Amid the urgency of the moment, our experience with government has changed too. Public service announcements detail public health updates and whether and how businesses, schools and houses of worship are to conduct themselves. Public agencies have worked to uphold the promises made by elected officials while keeping essential services running. We saw what worked and where public institutions came up short. The future in the “after times” is fraught but not without opportunity. Those opportunities may be best seen through the 30-year-old lens of core competencies, first crafted by C.K. Prahalad and Gary Hamel.
Prahalad now worries core competencies have been misunderstood and misused, even if unintentionally. The original intent was to help organizations identify those things that only they could do, which they would protect and promote at all costs. Instead, the emphasis got placed on the wrong syllable, with organizations jettisoning everything outside of the core or, specifically, things they didn’t do well. It led to disruption and outsourcing, whether or not letting go of such things was in their long-term interests. Moreover, the moves bumped into the irrefutable truth that you cannot outsource a problem.
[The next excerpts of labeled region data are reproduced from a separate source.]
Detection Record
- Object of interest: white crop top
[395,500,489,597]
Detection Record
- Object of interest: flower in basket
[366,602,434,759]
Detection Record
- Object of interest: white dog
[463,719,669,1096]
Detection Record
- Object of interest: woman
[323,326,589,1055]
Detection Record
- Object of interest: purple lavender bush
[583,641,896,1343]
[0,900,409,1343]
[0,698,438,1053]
Looking forward to the “after times” became the focus of conversations with colleagues at the Center for Digital Government (CDG), a sister organization to Government Technology and the research arm of parent company e.Republic. Vice President and Co-Director Phil Bertolini came to CDG from a career in public service where he gained an unshakable sense of the core of county government: “the health, safety and welfare of people” delivered where and when it is needed. To those ends, “government is one of the largest customer service bureaus in our economy.” As such, responsible as it is for the widescale, secure and trustworthy movement of permissions and money, Bertolini says the work of doing those things well means building capacity to make it all possible: modernization, consolidation, cloudification and the embrace of remote work, the need for which was underscored during the first year of the pandemic. And then there is the inconvenient truth that just because an organization is supposed to do something doesn’t mean it is good at it. Now, faced with sometimes competing demands to pivot, public agencies looked for help where they could find it.
Bertolini’s fellow VP and Co-Director Teri Takai said that in her time as CIO of two large states and the U.S. Department of Defense, she saw a disturbing tendency for the outsourcing tail to wag the core competency dog. She is careful to clarify that outsourcing has its place and private-sector companies have stepped up in large measure to partner in earnest with government agencies.
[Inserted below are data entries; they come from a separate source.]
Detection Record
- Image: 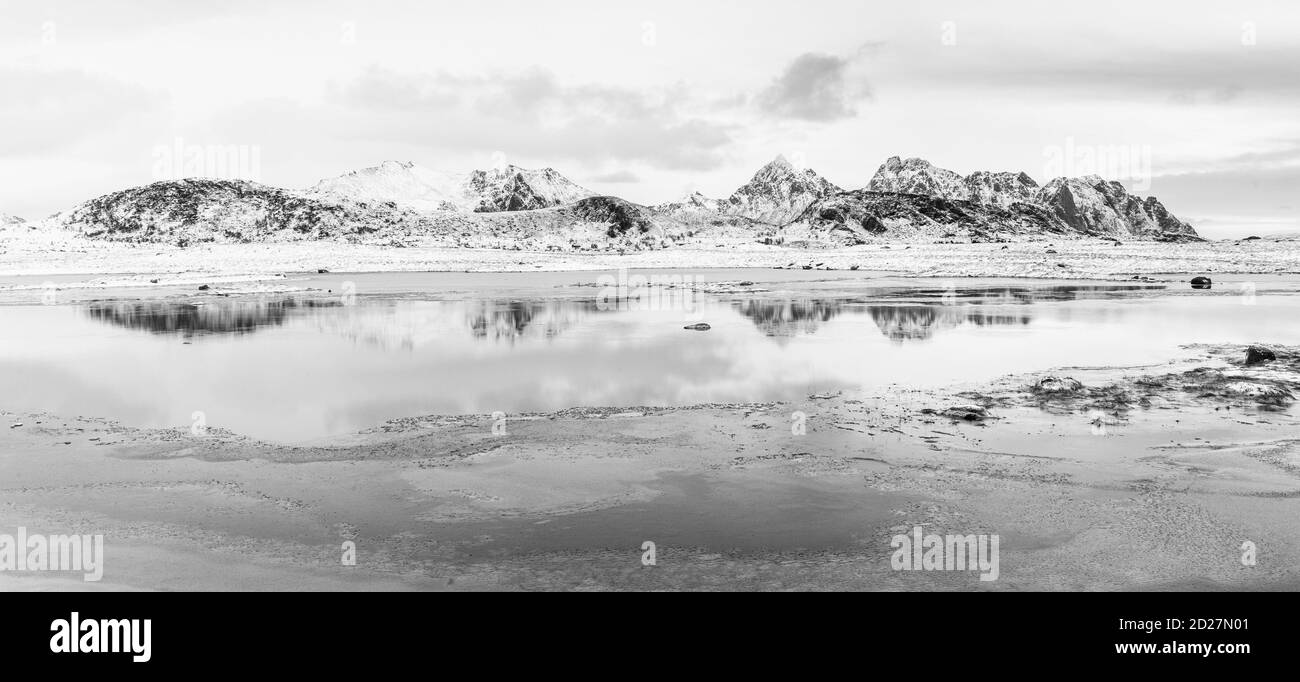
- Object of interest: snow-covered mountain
[724,156,841,226]
[465,166,595,213]
[867,156,1197,239]
[309,161,595,213]
[653,192,725,213]
[311,161,465,210]
[867,156,971,201]
[965,170,1039,208]
[46,151,1197,251]
[1039,175,1196,239]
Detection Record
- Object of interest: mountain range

That said, Takai also insists the hard work around core competencies is not done. “It is essential for government to ‘own’ those services that impact citizens. For the most part, I have great faith in public servants,” she explained. “I worry when they are not in control of those decisions that are not about ROI, margins, revenue, but about making sure that services are equitable, fair and go to those who need them. There can be debate about what those are, which is healthy, but the premise behind the debate — the public good — is at its heart.”
That public good, something that defies being reduced to a balance sheet, and delivering on it goes to what e.Republic’s Deputy Chief Innovation Officer Joe Morris regards as the kernel of government’s core competency: trust. The lack of trust in the last 12 months has manifested itself in vaccine reluctance, an unwillingness to accept election results and taking to the streets in protest. “If community or societal success depends on residents’ perception and experience,” Morris said, “delivering on government’s core competence has never mattered more.”